On Jan. 24, as Minnesota reeled from Alex Pretti’s death at the hands of federal immigration agents, Attorney General Pam Bondi renewed her push for the information. I subsequently spoke with Simon, a DFLer, to understand why the DOJ wants the voter data, what’s at stake and why he’s fighting in court to keep it private. Here’s an edited version of our conversation:
Q. In Bondi’s recent letter to Minnesota Gov. Tim Walz, she stated that the DOJ should be allowed to “to access voter rolls to confirm that Minnesota’s voter registration practices comply with federal law as authorized by the Civil Rights Act of 1960.” On its face, the request doesn’t seem unreasonable. Why is your office fighting it?
A. We are 100% compliant, of course, with federal law, but that all seems to be a smoke screen for what [Bondi and the Trump administration] really want, which is the data, the personal sensitive data on millions of people. They want Social Security numbers. They want driver’s license numbers and the like. And we have offered them repeatedly the redacted list, the public list, the list that political parties and campaigns routinely order from us.
But they want all of the private stuff. And just to put this in perspective, just zoom out a little bit. Last I checked, they … asked 44 states, including Minnesota, for this exact same data. Ten had said yes.

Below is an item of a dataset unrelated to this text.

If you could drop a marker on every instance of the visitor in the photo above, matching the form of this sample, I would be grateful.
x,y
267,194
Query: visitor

Thirty-two, including Minnesota, had said no. So over three-quarters of the states, including Minnesota, have said no. So it’s not like Minnesota is some defiant island. This is very much the mainstream position among the states.
What is disturbing is that it is bundled in with the ICE surge. And it has nothing to do with facts on the ground, with force levels or immigration policy or anything. So you know they must really want this.